There has been a steady increase in concern with the way food is created in this country, perhaps peaking with then Presidential Candidate Obama mentioning this article by Michael Pollan (and then recanting after there was a backlash). Michelle Obama white house garden was actually proposed in that article, though most of the other advice (like an end to food subsidies) will probably be ignored. It has become undeniable and even uncontroversial that Americans don’t eat well, and that the problem stems from too much grain and grain fed meat. However, what is much less well known is the role of factory farming in MRSA, the antibiotic resistant bacteria that kills more people than AIDs every year in this country.

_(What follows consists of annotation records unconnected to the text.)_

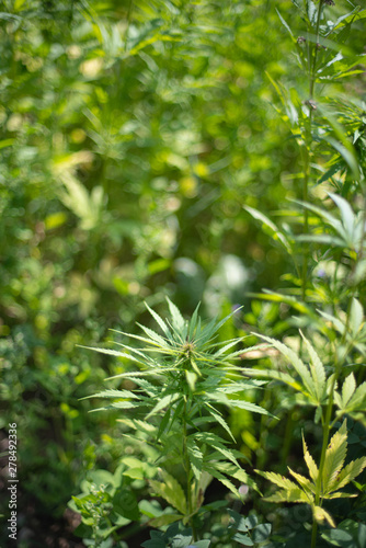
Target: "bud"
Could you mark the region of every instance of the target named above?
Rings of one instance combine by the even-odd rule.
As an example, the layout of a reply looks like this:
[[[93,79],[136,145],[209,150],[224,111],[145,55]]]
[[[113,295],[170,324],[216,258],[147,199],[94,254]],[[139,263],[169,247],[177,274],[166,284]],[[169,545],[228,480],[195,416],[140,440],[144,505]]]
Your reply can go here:
[[[310,109],[312,111],[316,111],[317,110],[317,103],[314,101],[312,101],[312,99],[308,99],[308,101],[305,101],[305,104],[307,106],[310,106]]]

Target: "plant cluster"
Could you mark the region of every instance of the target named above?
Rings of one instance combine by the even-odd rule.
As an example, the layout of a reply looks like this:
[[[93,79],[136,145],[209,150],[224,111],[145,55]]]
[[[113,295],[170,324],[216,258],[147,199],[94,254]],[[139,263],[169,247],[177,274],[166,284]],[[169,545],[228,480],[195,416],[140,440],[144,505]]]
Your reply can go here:
[[[275,4],[2,2],[21,548],[365,545],[366,10]]]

John Hopkins magazine has a feature about how low dosage antibiotics in factory farm feed is essentially the perfect lab for the creation of antibiotic resistant bacteria. All of the animals are dosed with small amounts of antibiotics so they will grow faster and not get sick in the miserable living conditions required to produce super cheap meat. All of their feces, millions of tons of it, is stored in pools and manure sheds where bacteria grows in an environment with trace antibiotics present. Humans who work on these farms are frequently in contact with these microbes, who then colonize humans and spread off the farms. Even worse, bacteria share genetic information in “resistance cassettes” so once a human catches a benign antibiotic resistant bacteria, they are vulnerable to any other treatable bacterial infection. So staph infections end killing more people than AIDs, when before they could be treated easily.
MRSA isn’t only caused by factory farming, it is most commonly found in hospitals where there are a plethora of antibiotics and bacteria interacting. However, this is a necessary and perhaps unavoidable consequence of having hospitals. On the other hand, feeding antibiotics to our meat so it will be cheaper is shockingly short-sighted. Imagine a world where antibiotics don’t work anymore, but you can still get a hamburger for a dollar. Does that seem like a trade worth making? There are a lot of changes needed in the way we produce our food, and a lot of them will require incremental progress, but banning antibiotics in farm feed seems pretty straightforward.